Representative David Scannelll, like most legislators in New Hampshire, has a second job. (That’s kind of necessary when the job of “legislator” pays all of $100.00 a year, plus mileage.) In his second job, he works for the Manchester School District as a spokesman.
To say that Mayor Guinta is unhappy that his school district’s spokesman is on record for legalizing marijuana is putting it mildly. He wants Scannell to resign from that job.
I can kind of see Guinta’s point. Drugs are a problem in Manchester’s schools (I lived less than a block from Central High School for over a decade), and here’s a school official going on record saying pot’s not that big a deal.
On the other hand, Mr. Scannell’s vote would not affect school kids in the slightest. I sincerely doubt that the Manchester school district has any students 21 years old or older, and the existing laws about pot on school grounds would still apply. And Mr. Scannell is not acting here as the spokesman of the district, but the duly-elected representative of his legislative constituency — and it is they, not the school district, whose interests and beliefs he is representing.
His defense is that his vote was a form of Constitutionally-protected free speech seems a bit much for this particular case, but I think it’s applicable — if a smidgen overly dramatic.

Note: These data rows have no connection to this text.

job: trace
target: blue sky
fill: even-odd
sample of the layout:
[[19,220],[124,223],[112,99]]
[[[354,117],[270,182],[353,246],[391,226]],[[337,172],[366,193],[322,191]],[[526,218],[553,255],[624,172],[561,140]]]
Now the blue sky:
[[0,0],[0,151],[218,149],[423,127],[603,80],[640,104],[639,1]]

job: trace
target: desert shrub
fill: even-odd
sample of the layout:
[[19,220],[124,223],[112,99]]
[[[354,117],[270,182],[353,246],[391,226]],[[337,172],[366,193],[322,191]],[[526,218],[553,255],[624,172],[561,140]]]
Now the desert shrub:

Either way, it’s an interesting situation, and I have a hunch how it’ll play out: Scannell won’t willingly give up either job. Manchester Republicans will try to use it as a cudgel to get Scannell voted out of office and replaced with a Republican in the House, and his employment contract (along with other employees of the Schol District) will be given extra scrutiny in the future, with an eye towards avoiding this sort of thing again.